Anera was approved for the special matching program, and the campaign raised $407,183 from employee donations and company matching. $157,495 of that was donated by NVIDIA, according to a screenshot. Huang’s subsequent communications also referenced both Israel and Gaza. “Some want to donate to Israel’s relief efforts, while others want to help innocent Palestinians,” he wrote in an October 23 email. “You decide to support humanitarian efforts in Israel, Gaza, or both. We will support you however you choose and double-match your donation.” 

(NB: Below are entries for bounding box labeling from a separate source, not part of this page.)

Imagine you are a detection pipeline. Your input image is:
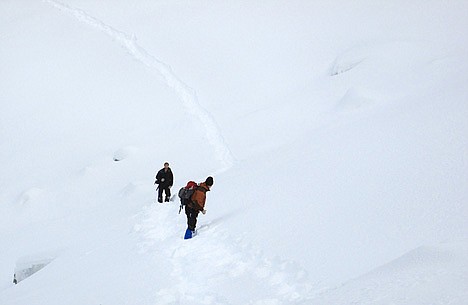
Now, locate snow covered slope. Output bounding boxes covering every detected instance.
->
[0,0,468,305]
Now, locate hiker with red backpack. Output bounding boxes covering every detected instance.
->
[179,176,213,239]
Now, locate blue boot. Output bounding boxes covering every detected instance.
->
[184,228,192,239]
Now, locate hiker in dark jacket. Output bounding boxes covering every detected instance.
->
[185,177,213,232]
[154,162,174,203]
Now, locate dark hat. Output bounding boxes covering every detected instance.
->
[205,176,213,186]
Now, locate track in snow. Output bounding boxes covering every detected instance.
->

On December 24, NVIDIA announced that it had raised over $15 million from employee donations. It stated that employees had chosen to donate to organizations including Doctors Without Borders and World Central Kitchen, which are active in Gaza, as well as Israel-focused charities JGive, American Friends of Magen David Adom, Friends of United Hatzalah, IsraAID Global Humanitarian Assistance, Jewish Agency for Israel, and Zaka. The announcement did not list any charities solely focused on providing aid to Palestinians. 

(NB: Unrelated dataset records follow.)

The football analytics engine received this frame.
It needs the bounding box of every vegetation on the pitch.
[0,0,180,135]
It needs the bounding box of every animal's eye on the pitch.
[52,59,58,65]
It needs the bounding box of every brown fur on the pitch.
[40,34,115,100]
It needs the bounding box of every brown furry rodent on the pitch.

“I was receiving messages from a lot of friends saying, ‘Where were you when your company was donating $15 million to one side of this conflict? Have you guys not had conversations internally?’” an employee told Motherboard. “I thought we were being heard. But it seems like we [weren’t].”

In December, employees noticed that their donations to Anera were not being doubly matched as had been promised. Rather, the extra money was deposited back into their own Benevity accounts. 

“They deposited the same amount into our rewards,” another employee said. “I can give it away to any organization, including Anera, but I think in principle what really [concerns us] is the promise to match that.” 

When an employee asked human resources about this, they were told that some organizations had been determined to present “increased corporate risk to NVIDIA” after an investigation and were no longer eligible for any donation matching. These organizations were Anera, the Palestinian Children’s Relief Fund (PCRF), Islamic Relief USA, and the United Nations Relief and Works Agency (UNRWA). Motherboard viewed documentation that confirmed these organizations were ineligible.

In late December, The Times of Israel reported that the Israeli government planned to remove UNRWA’s presence from Gaza in a multi-step plan that included associating the group—which provides aid and education in the strip—with Hamas. Israel has long accused UNRWA of perpetuating the conflict and encouraging anti-Israel sentiment in education materials. UNRWA has faced criticism from pro-Israel groups for teaching the curriculum of the Palestinian Authority, in keeping with the organization’s policy of using the host nation’s curriculum. The curriculum reportedly encourages Palestinian resistance to Israeli occupation and glorifies martyrs who have been designated as terrorists by the UN. 

Organizations that continued to be eligible for donation matching, even after the special double matching period ended, included Doctors Without Borders as well as numerous organizations that support the Israeli Defense Force and fund the building of settlements in the West Bank. 

Besides those previously mentioned, there is Lev Echad, whose mission is described on Benevity as being to “help IDF soldiers, support lined soldiers, equipments for soldiers in different bases during missions and war.” Another organization’s page is titled “Amutat binyan chadash in Kiryat Netafim,” whose mission statement on Benevity is to “build a synagogue in Kiryat Netafim in the land of Israel.” Kiryat Netafim is a settlement in the northern West Bank, near the city of Ariel. 

All of these groups are eligible for full donation matching by NVIDIA, according to documentation viewed by Motherboard. Additionally, a search on the NVIDIA Benevity platform observed by Motherboard for organizations in Israel supporting the IDF yielded 109 results, many of which offered donation matching by the company.

“These organizations are not just supplying aid, they have some operations in settlements,” one employee said. “That does not help the humanitarian crisis at all.”